Let’s say that Student A is an Economics major. As an Economics major, Student A needs to take Math 4 and Econ 15A before taking most upper-division courses, but it seems that these two classes were co-requisites for each other (this rule is no longer in place as of 2019). This means both classes need to be taken at the same time, or not at all. Both of these classes are incredibly impacted, and Math 4 has less than 100 spots in the class, with one class offered per quarter. This makes enrolling in the class very difficult, considering the number of Economics majors that also need to take the class.
Without enough classes offered, Math 4 fills up within the first week of class enrollment, and Student A is out of luck. Student A must enroll in another class, but what was the opportunity cost?

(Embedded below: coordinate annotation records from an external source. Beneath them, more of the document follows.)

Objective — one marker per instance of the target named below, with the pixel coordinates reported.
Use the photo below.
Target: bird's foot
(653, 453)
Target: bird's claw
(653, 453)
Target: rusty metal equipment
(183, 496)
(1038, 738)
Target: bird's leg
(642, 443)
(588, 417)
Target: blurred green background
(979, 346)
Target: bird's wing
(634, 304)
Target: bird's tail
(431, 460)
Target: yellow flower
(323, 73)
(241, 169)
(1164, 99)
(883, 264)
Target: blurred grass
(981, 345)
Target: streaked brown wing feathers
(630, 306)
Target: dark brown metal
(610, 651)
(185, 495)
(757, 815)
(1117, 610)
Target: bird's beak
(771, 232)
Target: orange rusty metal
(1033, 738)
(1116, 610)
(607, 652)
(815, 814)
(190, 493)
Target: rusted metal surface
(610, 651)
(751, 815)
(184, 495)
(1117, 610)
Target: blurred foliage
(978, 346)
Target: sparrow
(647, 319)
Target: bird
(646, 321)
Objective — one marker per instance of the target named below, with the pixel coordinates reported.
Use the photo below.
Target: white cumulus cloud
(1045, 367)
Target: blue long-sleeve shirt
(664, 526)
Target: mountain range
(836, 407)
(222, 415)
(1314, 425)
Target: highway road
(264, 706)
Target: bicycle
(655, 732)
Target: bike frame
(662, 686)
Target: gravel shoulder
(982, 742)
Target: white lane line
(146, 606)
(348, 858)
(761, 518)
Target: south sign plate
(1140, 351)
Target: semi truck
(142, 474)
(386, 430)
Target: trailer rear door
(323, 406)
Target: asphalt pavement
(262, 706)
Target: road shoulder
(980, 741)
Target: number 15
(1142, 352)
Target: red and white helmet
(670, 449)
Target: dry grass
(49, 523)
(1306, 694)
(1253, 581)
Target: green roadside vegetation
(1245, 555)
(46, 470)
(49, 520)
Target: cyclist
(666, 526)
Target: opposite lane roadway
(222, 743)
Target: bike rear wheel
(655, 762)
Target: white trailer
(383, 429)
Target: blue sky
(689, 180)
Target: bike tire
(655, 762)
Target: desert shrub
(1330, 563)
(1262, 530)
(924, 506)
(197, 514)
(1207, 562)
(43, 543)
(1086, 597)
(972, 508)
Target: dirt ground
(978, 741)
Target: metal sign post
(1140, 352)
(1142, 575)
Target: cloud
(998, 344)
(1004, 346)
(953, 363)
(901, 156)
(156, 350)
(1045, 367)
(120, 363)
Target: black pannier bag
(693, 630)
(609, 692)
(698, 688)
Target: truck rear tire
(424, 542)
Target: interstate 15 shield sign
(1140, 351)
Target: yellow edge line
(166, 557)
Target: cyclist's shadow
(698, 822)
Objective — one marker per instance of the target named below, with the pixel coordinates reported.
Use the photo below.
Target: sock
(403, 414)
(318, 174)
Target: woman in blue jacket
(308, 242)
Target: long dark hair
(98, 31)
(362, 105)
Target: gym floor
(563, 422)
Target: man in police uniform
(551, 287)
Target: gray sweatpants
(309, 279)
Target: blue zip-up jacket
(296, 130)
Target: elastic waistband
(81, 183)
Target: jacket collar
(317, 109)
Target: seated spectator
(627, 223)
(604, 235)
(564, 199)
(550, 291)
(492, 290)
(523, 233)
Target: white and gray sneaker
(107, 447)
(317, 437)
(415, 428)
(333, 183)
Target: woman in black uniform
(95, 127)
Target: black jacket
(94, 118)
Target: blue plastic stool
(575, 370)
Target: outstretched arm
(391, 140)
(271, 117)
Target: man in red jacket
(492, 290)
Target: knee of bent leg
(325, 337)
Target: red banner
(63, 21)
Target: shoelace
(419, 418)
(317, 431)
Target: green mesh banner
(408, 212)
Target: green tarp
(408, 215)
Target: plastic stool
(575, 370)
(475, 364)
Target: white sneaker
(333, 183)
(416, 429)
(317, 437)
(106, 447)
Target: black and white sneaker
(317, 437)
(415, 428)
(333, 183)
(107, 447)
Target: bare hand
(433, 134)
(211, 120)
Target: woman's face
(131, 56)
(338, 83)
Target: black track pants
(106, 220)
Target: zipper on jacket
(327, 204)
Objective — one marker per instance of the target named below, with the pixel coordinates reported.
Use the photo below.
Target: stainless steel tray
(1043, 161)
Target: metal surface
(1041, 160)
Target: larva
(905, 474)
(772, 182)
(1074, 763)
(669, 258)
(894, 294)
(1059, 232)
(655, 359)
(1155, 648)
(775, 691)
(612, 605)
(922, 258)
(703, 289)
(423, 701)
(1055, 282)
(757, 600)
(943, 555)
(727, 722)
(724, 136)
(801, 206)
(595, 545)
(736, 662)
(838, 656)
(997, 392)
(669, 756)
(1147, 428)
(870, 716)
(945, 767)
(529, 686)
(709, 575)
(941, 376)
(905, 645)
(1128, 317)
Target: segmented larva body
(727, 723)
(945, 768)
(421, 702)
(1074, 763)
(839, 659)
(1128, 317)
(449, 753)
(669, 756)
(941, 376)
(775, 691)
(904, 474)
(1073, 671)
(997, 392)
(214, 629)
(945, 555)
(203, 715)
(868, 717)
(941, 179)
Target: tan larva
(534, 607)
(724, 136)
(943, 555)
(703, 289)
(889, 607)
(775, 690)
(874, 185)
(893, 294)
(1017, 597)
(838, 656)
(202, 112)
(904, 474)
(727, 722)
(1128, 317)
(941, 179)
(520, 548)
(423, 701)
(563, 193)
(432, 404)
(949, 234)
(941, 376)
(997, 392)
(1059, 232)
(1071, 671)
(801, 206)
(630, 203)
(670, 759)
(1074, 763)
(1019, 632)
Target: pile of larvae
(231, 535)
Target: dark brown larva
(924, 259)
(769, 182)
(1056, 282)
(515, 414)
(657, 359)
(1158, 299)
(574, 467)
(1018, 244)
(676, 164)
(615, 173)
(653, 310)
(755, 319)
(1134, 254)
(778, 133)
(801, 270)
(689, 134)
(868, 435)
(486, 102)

Given that these classes are prerequisites for a number of upper-division classes, Student A not has to wait another quarter to enroll in the class, but falls behind in completing their major-required classes as well. The lost class credit of Math 4, as well as the lost content that could have been learned, are explicit costs of the shortage of classes. Being unable to complete other classes while waiting to take Math 4 costs Student A time, an implicit cost of the situation.
Conclusion
As you can probably infer, students with later enrollment windows are faced with a disadvantage when enrolling for classes, but the competition isn’t always friendly. Though the free market can be an efficient and industrious way to run an economy, it isn’t always the best way to run class registration.